The history of the High Kings of Ireland is one of the more significant parts of Irish history or culture. A High King of Ireland is a historical figure in Ireland, also known as an Ard Rí who claimed Lordship of the country.

The list of High Kings of Ireland go back thousands of years, dating back to the second millennium BC. The list of High Kings of Ireland is to somewhat extent, endless.

Whilst parts of the list, which at it’s most earliest, can be classed mythical, it is unclear at what point the list begins to refer to historical individuals, and also at what point these individuals can genuinely be said to be “High Kings” in the later sense of the word.

Some of the High Kings appear in other historical tales of Irish history, and their name has made more of an impact.

In the early narrative literature a king is a king because he marries the sovereignty goddess (Medbh), is free from blemish, enforces symbolic buada (prerogatives) and avoids symbolic geasa (taboos). Inaugurations were held in places such as the Hill of Tara and the Lia Fáil (Stone of Destiny). The Hill of Tara was the seat of the High King and a sacral site. Other, lesser, Kings would be inaugurated all over Ireland in such places like Doon Rock in Co Donegal.
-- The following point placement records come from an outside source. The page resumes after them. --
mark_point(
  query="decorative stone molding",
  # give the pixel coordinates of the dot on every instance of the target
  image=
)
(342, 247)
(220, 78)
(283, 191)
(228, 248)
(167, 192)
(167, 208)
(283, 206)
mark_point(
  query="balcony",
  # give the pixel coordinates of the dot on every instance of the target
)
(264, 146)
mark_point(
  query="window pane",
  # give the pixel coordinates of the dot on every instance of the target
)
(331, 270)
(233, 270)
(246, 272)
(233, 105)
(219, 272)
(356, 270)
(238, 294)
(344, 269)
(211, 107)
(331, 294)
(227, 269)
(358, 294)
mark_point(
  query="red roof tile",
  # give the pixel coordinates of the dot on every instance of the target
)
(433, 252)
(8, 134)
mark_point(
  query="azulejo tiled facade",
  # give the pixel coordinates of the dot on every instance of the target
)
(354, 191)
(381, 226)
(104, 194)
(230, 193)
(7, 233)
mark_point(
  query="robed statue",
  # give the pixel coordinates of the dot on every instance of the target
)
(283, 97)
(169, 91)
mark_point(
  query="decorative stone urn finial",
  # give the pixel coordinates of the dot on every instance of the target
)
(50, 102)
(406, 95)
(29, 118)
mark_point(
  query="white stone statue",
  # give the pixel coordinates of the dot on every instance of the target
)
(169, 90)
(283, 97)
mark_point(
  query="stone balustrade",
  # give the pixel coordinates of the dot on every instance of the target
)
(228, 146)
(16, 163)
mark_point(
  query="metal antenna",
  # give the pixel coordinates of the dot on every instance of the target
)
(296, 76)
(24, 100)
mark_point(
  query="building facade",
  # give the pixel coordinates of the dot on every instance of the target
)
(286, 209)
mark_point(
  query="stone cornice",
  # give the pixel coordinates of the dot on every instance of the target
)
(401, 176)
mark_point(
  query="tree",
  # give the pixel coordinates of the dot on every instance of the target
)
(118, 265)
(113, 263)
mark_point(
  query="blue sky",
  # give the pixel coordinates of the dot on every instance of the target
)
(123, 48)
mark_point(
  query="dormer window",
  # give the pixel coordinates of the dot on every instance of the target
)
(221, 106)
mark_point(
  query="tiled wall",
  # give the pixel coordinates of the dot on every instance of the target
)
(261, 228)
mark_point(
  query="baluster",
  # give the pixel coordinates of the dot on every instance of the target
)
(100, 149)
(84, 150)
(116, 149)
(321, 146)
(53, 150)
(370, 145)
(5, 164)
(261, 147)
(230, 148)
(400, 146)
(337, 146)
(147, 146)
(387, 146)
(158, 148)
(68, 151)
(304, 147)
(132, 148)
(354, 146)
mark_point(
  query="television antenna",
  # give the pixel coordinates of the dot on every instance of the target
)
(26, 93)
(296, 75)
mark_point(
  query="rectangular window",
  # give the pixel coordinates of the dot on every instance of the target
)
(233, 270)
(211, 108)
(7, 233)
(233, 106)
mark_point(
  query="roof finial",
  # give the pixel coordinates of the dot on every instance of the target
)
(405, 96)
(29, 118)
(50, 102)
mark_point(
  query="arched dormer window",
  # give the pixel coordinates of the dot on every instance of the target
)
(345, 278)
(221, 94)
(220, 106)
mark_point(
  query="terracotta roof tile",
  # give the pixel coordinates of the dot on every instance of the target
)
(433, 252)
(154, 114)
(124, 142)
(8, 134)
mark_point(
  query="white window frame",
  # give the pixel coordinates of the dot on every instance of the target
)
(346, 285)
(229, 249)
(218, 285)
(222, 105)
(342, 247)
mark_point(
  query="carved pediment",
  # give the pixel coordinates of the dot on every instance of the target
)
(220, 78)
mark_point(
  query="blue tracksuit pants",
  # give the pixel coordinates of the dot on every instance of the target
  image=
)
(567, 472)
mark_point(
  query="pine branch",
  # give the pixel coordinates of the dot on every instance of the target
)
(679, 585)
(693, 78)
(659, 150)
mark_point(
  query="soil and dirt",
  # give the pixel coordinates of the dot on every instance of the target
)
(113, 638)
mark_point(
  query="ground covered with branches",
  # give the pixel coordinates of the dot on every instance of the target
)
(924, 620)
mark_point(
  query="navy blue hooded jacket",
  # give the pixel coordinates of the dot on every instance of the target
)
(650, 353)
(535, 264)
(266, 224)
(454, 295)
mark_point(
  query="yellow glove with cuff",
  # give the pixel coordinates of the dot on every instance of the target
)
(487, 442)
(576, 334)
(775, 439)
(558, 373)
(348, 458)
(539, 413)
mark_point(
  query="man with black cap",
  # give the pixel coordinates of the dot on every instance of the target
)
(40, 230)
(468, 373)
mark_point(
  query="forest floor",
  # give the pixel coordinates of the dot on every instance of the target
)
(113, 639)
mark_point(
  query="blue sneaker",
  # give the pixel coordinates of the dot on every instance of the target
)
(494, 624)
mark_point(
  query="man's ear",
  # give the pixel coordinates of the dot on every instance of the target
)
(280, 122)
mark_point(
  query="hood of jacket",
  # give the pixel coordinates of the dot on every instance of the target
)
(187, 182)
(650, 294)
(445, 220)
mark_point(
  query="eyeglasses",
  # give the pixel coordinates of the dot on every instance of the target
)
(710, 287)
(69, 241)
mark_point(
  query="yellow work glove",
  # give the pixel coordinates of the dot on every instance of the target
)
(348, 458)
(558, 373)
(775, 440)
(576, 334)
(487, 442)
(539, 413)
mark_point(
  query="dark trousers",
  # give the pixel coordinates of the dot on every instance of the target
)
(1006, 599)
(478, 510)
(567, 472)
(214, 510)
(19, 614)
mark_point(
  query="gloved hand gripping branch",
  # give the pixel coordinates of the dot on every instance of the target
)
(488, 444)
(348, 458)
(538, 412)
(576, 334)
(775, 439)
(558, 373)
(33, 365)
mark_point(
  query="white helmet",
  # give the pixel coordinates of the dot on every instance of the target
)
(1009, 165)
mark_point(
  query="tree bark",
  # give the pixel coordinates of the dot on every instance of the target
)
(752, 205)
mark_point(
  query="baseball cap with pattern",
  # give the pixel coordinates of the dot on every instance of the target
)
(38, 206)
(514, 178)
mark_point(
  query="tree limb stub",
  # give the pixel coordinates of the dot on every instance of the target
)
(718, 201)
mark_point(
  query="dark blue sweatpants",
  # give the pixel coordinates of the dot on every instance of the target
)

These Kings would rule the local region and would often fight with other Kings.

Each king ruled the boundaries of his own Kingdom, he would have been responsible for ensuring good government by exercising fír flaithemon (rulers’ truth).

His responsibilities included convening its óenach (popular assembly), collecting taxes, building public works, external relations, defence, emergency legislation, law enforcement, and promulgating legal judgement.

By the twelfth century the dual process of agglomeration of territory and consolidation of kingship saw the handful of remaining provincial kings abandoning the traditional royal sites for the cities, employing ministers and governors, receiving advice from an oireacht (a body of noble counsellors), presiding at reforming synods and maintaining standing armies.

Early royal succession had been by alternation between collateral branches of the wider dynasty but succession was now confined to a series of father/son, brother/brother and uncle/nephew successions within a small royal fine marked by an exclusive surname.These families who included, O Brien of Munster, MacLochlainn of the North, and O Connor of Connacht intermarried and competed against each other for many years.

The most famous High King was Brian Boru, who was the King of Munster.

The last High King of Ireland was Ruaidrí mac Tairrdelbach Ua Conchobair or anglicised as Rory O’Connor. He reigned from 1166-1198. His descendant, the O’Connor Don, is the claimant to the Irish throne.

There is so much information on the High Kings of Ireland, not just the ones mentioned here, but hundreds of others. It would be impossible to define which of the King’s stories from the earlier dates were indeed factual or mythical. However, the stories behind family clans, kings and High Kings in Ireland still remain a popular part of the modern-day Irish culture.